Industrial Workers of The World Philosophy and Tactics - Wobbly Understanding of The World - Inspiration

Inspiration

Where did initial inspirations for the Wobbly philosophy come from? Historian Melvyn Dubofsky is worth quoting at length:

Wobblies ... took their basic concepts from others: from Marx the concepts of labor value, commodity value, surplus value, and class struggle; from Darwin the idea of organic evolution and the struggle for survival as a paradigm for social evolution and the survival of the fittest class; from Bakunin and the anarchists the "propaganda of the deed"* and the idea of direct action; and from Sorel the notion of the "militant minority." Hence, IWW beliefs became a peculiar amalgam of Marxism and Darwinism, anarchism and syndicalism — all overlaid with a singularly American patina.

However, Dubofsky also identifies American traditions "dating back to the era of Jefferson and Jackson" from which the Wobblies derived inspiration, particularly the concepts of a society divided into "producers and nonproducers, productive classes and parasites". Paul Brissenden likewise stated that, "he main ideas of I.W.W.-ism—certainly of the I.W.W.-ism of the first few years after 1905—were of American origin, not French, as is commonly supposed.
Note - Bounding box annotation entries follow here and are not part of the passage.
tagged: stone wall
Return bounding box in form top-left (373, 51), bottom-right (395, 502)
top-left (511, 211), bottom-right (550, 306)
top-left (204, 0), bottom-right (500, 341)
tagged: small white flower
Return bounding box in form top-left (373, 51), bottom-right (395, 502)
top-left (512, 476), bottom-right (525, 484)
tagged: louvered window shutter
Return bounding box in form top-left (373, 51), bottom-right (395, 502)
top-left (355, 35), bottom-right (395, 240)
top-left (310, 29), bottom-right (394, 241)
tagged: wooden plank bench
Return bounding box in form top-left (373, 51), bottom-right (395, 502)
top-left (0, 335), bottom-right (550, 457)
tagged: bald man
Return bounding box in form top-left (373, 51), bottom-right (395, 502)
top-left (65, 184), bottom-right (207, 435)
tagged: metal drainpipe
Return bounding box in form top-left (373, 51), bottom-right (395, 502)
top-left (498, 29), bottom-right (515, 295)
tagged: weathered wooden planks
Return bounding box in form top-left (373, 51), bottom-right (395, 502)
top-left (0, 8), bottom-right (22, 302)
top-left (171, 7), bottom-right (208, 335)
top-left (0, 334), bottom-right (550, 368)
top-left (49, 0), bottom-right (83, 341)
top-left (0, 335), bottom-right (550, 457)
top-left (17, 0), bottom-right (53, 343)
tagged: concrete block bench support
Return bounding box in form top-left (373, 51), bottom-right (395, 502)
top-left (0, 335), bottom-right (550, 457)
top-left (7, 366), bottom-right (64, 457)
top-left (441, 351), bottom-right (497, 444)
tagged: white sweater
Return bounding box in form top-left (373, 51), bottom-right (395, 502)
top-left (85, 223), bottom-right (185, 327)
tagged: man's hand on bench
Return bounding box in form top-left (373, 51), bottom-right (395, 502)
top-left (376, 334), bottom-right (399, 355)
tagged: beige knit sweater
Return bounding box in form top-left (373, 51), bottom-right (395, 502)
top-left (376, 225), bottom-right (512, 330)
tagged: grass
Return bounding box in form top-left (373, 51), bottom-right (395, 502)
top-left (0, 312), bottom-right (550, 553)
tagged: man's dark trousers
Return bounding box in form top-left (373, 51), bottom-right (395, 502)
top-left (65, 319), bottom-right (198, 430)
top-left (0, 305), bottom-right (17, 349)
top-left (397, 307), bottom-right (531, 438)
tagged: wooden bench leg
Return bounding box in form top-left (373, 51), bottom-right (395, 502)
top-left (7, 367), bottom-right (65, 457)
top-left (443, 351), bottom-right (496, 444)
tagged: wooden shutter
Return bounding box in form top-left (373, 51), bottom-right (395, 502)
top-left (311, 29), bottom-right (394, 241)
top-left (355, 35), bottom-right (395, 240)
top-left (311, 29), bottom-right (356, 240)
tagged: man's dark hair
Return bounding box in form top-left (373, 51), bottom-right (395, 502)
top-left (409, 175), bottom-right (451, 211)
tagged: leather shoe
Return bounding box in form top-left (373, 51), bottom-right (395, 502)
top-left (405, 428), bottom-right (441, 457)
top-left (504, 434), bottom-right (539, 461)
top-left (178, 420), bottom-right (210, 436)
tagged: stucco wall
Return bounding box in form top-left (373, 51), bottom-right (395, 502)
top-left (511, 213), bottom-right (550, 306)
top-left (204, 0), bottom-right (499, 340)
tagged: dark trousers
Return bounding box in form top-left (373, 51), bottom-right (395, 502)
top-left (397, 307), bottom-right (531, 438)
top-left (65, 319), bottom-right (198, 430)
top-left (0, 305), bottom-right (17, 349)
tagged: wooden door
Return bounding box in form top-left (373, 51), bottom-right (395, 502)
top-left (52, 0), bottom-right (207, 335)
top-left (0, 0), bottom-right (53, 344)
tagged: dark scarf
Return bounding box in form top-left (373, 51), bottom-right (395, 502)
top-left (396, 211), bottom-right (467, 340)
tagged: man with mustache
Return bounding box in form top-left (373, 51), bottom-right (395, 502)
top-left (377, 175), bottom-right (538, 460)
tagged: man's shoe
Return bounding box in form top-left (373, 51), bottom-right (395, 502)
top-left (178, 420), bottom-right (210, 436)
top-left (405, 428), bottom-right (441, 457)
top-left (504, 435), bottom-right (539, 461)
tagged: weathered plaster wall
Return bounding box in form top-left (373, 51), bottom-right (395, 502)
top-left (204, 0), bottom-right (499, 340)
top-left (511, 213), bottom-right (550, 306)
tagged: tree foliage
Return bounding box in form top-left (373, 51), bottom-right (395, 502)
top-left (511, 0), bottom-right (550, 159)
Wobblies sought to familiarize theoretical terminology for a worker audience of varied educative experience. A proletarian became a prole, and a plutocrat was a plute. Bill Haywood, in particular, had the ability to translate complex economic theories into simple ideas that resonated with working people. He would frequently preface his speeches with the statement, "Tonight I am going to speak on the class struggle and I am going to make it so plain that even a lawyer can understand it." The Marxian concept of surplus value, Haywood conveyed simply as "unpaid labor." He distilled the voluminous work of Karl Marx into a simple observation, "If one man has a dollar he didn't work for, some other man worked for a dollar he didn't get."

  • *Philip S. Foner disagreed with Dubofsky on this one point, stating, "he I.W.W. did not, as did many, if not all, anarchists, advocate 'propaganda of the deed'." Taft and Ross likewise appear to disagree with Dubofsky, stating in more general terms, "violence in labor disputes was seldom inspired by the doctrine of 'propaganda by the deed,' whose self-defeating nature convinced many of its exponents of its fallacy." The difference may depend upon how 'propaganda of the deed' is defined.